3°) de mettre à la charge de l'État la somme de 1 200 euros au titre de l'article L. 761-1 du code de justice administrative.

Elle soutient que :

- la condition d'urgence est remplie dès lors qu'elle ne peut pas disposer de couverture médicale et qu'elle attend depuis plus d'un an un titre de séjour ;

- la décision n'est pas motivée ; elle méconnaît les stipulations de l'article 6 paragraphe 2 de l'accord franco-algérien du 27 décembre 1968 modifié.

Vu :

- les autres pièces du dossier ;

- la requête n°2505315 par laquelle la requérante demande au tribunal d'annuler la décision attaquée.

Vu :

- l'accord franco-algérien du 27 décembre 1968 modifié ;

- le code de justice administrative.

La présidente du tribunal a désigné M. Clément, président, pour statuer sur les demandes de référé.

Considérant ce qui suit :

1. Aux termes du 1er alinéa de l'article L. 521-1 du code de justice administrative : " Quand une décision administrative, même de rejet, fait l'objet d'une requête en annulation ou en réformation, le juge des référés, saisi d'une demande en ce sens, peut ordonner la suspension de l'exécution de cette décision, ou de certains de ses effets, lorsque l'urgence le justifie et qu'il est fait état d'un moyen propre à créer, en l'état de l'instruction, un doute sérieux quant à la légalité de la décision. " Le premier alinéa de l'article R. 522-1 du même code précise que : " La requête visant au prononcé de mesures d'urgence doit () justifier de l'urgence de l'affaire. " En vertu de l'article L. 522-3 du même code, le juge des référés peut, par une ordonnance motivée, rejeter une requête sans instruction, ni audience, lorsque la condition d'urgence n'est pas remplie ou lorsqu'il apparaît manifeste, au vu de la demande, que celle-ci ne relève pas de la compétence de la juridiction administrative, qu'elle est irrecevable ou qu'elle est mal fondée.

2. L'urgence justifie que soit prononcée la suspension d'un acte administratif lorsque l'exécution de celui-ci porte atteinte, de manière suffisamment grave et immédiate, à un intérêt public, à la situation du requérant ou aux intérêts qu'il entend défendre. Il appartient au juge des référés, saisi d'une demande tendant à la suspension d'une telle décision, d'apprécier concrètement, compte tenu des justifications fournies par le requérant, si ses effets sur la situation de ce dernier ou, le cas échéant, des personnes concernées, sont de nature à caractériser une urgence justifiant que, sans attendre le jugement de la requête au fond, l'exécution de la décision soit suspendue.

3. Pour établir l'existence d'une situation d'urgence, Mme A se prévaut des conséquences sur sa situation personnelle du refus implicite opposé par la préfète du Rhône à sa demande de titre de séjour en qualité de conjoint de ressortissant français déposée le 10 juillet 2024. Cependant elle n'établit pas, en se bornant à invoquer l'absence de couverture médicale liée à l'irrégularité de son séjour, que cette circonstance porte à ses intérêts une atteinte grave de nature à regarder la condition d'urgence comme satisfaite. Par suite, la condition d'urgence requise par les dispositions précitées de l'article L. 521-1 du code de justice administrative ne peut être regardée comme remplie.

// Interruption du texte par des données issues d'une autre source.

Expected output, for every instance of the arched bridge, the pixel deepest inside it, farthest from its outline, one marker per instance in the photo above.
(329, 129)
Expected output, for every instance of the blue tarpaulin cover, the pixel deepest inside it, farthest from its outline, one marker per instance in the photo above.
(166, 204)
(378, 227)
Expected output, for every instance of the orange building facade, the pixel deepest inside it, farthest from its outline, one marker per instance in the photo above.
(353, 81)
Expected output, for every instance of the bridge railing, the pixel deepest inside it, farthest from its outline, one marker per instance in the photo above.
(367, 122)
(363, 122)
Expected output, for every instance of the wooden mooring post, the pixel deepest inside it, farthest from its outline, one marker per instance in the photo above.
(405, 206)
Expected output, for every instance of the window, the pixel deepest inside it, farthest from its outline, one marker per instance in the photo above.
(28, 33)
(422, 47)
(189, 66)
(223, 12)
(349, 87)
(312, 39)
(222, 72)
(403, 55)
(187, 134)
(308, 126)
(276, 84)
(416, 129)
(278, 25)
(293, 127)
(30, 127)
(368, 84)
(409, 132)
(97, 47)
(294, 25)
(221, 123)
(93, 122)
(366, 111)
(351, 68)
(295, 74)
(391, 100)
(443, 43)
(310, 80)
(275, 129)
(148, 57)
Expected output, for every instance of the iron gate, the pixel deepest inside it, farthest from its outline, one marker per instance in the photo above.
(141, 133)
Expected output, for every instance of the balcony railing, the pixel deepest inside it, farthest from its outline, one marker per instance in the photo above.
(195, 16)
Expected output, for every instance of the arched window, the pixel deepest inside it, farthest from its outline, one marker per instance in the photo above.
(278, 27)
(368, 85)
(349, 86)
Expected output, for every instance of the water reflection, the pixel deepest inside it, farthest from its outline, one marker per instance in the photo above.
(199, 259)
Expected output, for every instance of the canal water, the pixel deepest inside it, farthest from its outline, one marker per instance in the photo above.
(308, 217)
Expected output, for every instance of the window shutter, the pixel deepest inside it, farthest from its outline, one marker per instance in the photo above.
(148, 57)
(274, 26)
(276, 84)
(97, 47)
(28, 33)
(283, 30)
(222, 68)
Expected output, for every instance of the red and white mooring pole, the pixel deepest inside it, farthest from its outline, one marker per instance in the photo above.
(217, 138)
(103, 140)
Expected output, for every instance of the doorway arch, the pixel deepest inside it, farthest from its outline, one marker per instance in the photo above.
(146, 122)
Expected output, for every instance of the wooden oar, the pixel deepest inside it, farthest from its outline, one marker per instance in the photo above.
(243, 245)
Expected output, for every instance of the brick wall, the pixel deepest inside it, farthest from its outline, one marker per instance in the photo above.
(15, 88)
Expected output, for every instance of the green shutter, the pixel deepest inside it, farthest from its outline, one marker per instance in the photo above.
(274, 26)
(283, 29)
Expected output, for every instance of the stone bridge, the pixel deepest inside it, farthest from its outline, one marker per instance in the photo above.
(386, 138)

4. Il résulte de ce qui précède, sans qu'il soit besoin d'examiner s'il est fait état d'un moyen propre à créer, en l'état de l'instruction, un doute sérieux quant à la légalité de décision contestée, que la requête de Mme A doit être rejetée selon la modalité prévue par l'article L. 522-3 du code de justice administrative, y compris les conclusions à fin d'injonction et celles tendant au remboursement des frais non compris dans les dépens.

ORDONNE :

Article 1er : La requête de Mme B A est rejetée.

Article 2 : La présente ordonnance sera notifiée à Mme B A.

Copie en sera adressée à la préfète du Rhône.

Fait à Lyon le 30 avril 2025,

Le juge des référés

M. Clément

La République mande et ordonne à la préfète du Rhône en ce qui la concerne ou à tous commissaires de justice à ce requis en ce qui concerne les voies de droit commun contre les parties privées, de pourvoir à l'exécution de la présente décision.